In my work as a therapist, I find most people are far more critical of themselves than they are of others. Often, a significant amount of anxiety, depression, and emotional exhaustion stems from the strained relationship people have with themselves.

We tend to push ourselves harder and judge our mistakes more harshly than we would someone else. The good news is that with the right support, you can develop a positive, more balanced relationship with yourself. 

One of the most effective ways to begin that change is through the practice of self-compassion.

Getting Started With Self-Compassion

If the idea of being kind to yourself feels unfamiliar—or even uncomfortable—you’re not alone. Many people equate self-compassion with weakness, indulgence, or “letting themselves off the hook.”

In reality, self-compassion is a powerful skill that supports emotional healing, resilience, and long-term mental health.

Below are a few simple, yet profound ways I introduce self-compassion to clients who are just getting started.

1. Be Mindful of Your Emotions

Self-compassion is the pathway to emotional healing. But to begin, you must become more aware of your emotions, and notice where you are struggling.

I encourage clients to pay attention to moments when emotions like disappointment, shame, confusion, or inadequacy show up. These are often the moments when the inner critic becomes loud and unforgiving.

2. Slow Your Reaction

Instead of automatically criticizing yourself, try this: 

  • Pause and acknowledge what you're feeling

  • Adjust and offer yourself a compassionate response

If you’re unsure what to do, imagine how you would respond to a close friend—or a child—who is experiencing the same emotion. Often, the words come more naturally when we shift perspective.

2. Monitor Your Self-Talk

Until self-compassion becomes more natural, it helps to gently monitor the language you use with yourself. Many people are so accustomed to self-criticism that it happens automatically and without awareness.

When you catch yourself being harsh, the goal isn’t to scold yourself for it. That only adds another layer of criticism. Instead, notice it with curiosity and make a compassionate correction.

For example: “I’m being really hard on myself right now. Let me try that again.”

Over time, this practice helps weaken the inner critic and strengthens a kinder, more balanced internal voice.

3. Use the Body to Reinforce Compassion

Self-compassion isn’t just a mental exercise—it’s also a physical one.
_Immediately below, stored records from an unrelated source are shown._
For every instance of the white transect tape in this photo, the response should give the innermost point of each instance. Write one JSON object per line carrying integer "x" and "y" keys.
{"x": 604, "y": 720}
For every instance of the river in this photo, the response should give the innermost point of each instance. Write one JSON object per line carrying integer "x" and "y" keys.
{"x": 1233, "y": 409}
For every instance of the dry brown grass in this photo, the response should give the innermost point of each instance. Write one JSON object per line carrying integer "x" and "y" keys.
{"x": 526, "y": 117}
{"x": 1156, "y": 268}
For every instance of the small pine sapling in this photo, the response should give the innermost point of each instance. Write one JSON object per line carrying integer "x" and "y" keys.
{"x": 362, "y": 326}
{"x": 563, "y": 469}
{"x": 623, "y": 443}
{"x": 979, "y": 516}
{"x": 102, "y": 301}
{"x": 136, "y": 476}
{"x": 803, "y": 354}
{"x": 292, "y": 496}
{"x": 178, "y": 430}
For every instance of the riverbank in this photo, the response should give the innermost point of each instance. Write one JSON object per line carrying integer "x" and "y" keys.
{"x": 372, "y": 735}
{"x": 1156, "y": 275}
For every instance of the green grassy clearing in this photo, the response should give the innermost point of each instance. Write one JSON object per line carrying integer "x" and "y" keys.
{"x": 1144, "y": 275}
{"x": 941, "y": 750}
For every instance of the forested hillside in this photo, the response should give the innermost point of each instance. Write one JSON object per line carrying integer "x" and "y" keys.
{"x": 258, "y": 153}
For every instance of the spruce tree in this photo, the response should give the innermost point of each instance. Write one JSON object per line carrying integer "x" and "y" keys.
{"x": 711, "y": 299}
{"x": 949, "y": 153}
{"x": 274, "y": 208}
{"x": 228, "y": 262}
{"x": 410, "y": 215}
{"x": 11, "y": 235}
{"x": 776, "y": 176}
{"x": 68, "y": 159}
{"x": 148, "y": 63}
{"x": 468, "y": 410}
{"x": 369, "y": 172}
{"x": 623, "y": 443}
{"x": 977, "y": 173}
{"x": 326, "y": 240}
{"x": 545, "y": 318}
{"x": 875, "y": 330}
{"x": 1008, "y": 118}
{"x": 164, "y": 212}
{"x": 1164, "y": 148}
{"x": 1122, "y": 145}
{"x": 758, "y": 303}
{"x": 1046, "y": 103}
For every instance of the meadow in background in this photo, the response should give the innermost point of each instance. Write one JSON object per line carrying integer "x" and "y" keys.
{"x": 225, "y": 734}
I often remind clients that our nervous systems respond to touch and physical cues of safety.

Simple, gentle gestures can help reinforce feelings of care and grounding. This might include placing a hand over your heart when you feel overwhelmed, holding your own hand when you feel lonely, or gently rubbing your temples when you’re stressed.

These small actions send a powerful message to the body: I am safe. I am cared for.

When Self-Compassion Feels Too Hard

For some people—especially those with very low self-esteem or trauma histories—these practices can feel uncomfortable at first or almost impossible, and they may need extra support.

In these cases, working with a therapist can be incredibly helpful. Therapy provides a safe space to explore where self-criticism comes from and how to replace it with healthier, more supportive ways of thinking and responding.

Support is Available

Self-compassion is about learning how to use care as a motivator, rather than criticism

Clients who develop self-compassion become more resilient, grounded, and emotionally balanced.